Акт единения с Богом исторически осуществляется человеком при помощи различных сил души; начиная от нечувственного, созерцающего мышления, предложенного Парменидом, и кончая творческим порывом личной христианской совести; начиная от самозабвенного созерцания божественного закона Дао, предложенного Конфуцием и Лао-цзы, и кончая евангельской молитвой «да будет воля Твоя». Но во всех этих актах, ищущих единения с Богом, бывает высшая степень интенсивности
, на которой человек теряет свое самосознание, перестает ощущать свою единичную, субъективную личность и погружается в свой Предмет, переживая Его, а не себя. Это погружение в религиозный Предмет может иметь различные степени полноты и различную степень длительности. Оно имеет свое начало и свой конец во времени, После его прекращения человек возвращается к своему обычному самосознанию и самочувствию и спрашивает себя о том, чтò с ним было? Он знает, что он «терял» себя и пребывал в «Ином». Но как изъяснить эту «утрату» и это «пребывание»? Утрата может означать, что он не сознавал (или не ощущал) себя, потому что он сознавал (или ощущал) Иное; но она может означать, что он переставал быть собой и сам становился Иным. Не исчезал ли он в Боге? Не становился ли он сам Богом? Не «превращался» ли он в Бога? И если он действительно «превращался в Бога», то он может «превратиться» в Него опять и опять… И не от него ли самого зависит – по желанию «превращаться» в Бога? И что означает тогда его пребывание в Боге, если это было действительно «превращение»: он ли становился Богом или Бог становился им?
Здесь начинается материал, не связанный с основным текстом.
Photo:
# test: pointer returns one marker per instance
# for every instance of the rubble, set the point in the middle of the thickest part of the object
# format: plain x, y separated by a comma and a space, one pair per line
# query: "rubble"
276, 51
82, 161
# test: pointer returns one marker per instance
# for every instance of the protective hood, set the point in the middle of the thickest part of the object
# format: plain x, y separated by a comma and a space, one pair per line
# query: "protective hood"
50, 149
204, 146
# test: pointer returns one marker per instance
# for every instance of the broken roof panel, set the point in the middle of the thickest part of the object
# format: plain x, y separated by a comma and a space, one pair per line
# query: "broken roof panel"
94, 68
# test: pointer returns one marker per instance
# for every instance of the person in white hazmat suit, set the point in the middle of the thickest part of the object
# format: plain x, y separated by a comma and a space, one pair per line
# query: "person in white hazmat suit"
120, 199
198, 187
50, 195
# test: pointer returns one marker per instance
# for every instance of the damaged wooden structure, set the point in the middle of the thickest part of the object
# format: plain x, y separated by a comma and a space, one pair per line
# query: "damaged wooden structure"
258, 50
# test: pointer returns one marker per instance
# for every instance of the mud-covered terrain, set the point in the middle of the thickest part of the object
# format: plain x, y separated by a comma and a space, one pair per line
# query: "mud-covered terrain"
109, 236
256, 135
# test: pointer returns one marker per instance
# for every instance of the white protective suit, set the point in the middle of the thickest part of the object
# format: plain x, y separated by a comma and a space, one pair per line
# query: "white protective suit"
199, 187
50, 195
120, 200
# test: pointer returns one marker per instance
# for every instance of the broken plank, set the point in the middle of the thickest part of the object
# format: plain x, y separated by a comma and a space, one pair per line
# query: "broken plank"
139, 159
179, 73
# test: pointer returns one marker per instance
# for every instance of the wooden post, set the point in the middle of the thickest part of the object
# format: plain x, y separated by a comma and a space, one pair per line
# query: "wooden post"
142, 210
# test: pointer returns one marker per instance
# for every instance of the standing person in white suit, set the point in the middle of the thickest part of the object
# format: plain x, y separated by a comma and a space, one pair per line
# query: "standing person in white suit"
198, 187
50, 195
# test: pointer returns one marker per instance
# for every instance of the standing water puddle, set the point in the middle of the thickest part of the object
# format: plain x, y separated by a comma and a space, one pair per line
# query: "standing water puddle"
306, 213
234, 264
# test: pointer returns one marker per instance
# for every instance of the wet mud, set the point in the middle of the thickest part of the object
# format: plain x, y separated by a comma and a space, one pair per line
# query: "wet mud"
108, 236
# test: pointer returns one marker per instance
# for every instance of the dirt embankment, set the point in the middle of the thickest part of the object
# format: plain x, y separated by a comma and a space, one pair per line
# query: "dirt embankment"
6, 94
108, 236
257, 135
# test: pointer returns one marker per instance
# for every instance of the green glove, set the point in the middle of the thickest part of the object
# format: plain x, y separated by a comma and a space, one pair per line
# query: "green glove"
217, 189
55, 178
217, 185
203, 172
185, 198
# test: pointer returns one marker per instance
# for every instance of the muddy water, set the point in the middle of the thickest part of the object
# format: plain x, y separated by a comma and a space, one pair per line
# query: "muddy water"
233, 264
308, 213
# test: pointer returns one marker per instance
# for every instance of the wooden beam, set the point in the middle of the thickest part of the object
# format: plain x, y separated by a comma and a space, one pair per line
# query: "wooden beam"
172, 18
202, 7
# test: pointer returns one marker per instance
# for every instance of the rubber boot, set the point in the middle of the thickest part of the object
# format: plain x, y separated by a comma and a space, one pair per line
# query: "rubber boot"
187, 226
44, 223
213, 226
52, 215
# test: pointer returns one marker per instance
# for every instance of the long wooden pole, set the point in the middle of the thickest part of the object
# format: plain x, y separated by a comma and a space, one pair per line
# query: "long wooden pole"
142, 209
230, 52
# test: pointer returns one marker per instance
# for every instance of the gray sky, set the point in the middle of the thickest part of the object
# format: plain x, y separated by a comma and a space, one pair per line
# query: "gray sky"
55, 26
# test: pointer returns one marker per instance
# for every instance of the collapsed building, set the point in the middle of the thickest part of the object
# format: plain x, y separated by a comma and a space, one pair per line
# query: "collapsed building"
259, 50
Если он действительно становился Богом, то он приобретал все Божии предикаты и совершенства, а может быть, он сохраняет их и поныне… А если Бог становился им, то каково же на самом деле его величие и достоинство, вместившие в себя самого Бога? Не следует ли допустить, что Бог и ныне пребывает в нем? Что между ним и Богом, строго говоря, нет более граней, нет более «разницы», что он – Бог, а Бог – это он сам?Весь этот ряд вопросов и умозаключений может переживаться человеком не в сознательно-дифференцированной форме, а в виде кратчайших «передач» чувства и самочувствия, в которых вопрос
уже равносилен положительному ответу, а вывод оказывается готовым посяганием. Наивность сочетается тогда с самомнением, идея Бога катастрофически умаляется, скудеет и мельчает, субъективное самочувствие, напротив, безмерно разрастается, приближаясь к мании величия, – и соблазн овладевает человеком…Предохранить от этого может только сила трезвения
и смирения, особенно если она сочетается с той духовной зоркостью, которая составляет самую сущность ума, и с той мудрой улыбкой, которая вызывается зрелищем малого существа, посягающего на величие (юмор). Религиозная «мания величия» всегда свидетельствует о низком уровне духовного опыта и об отсутствии трезвения и смирения. Самообожествления человека всегда укрывает за собой особый вид духовной неосторожности и доказывает, что соблазнившийся не совершил необходимого каждому из нас религиозного очищения.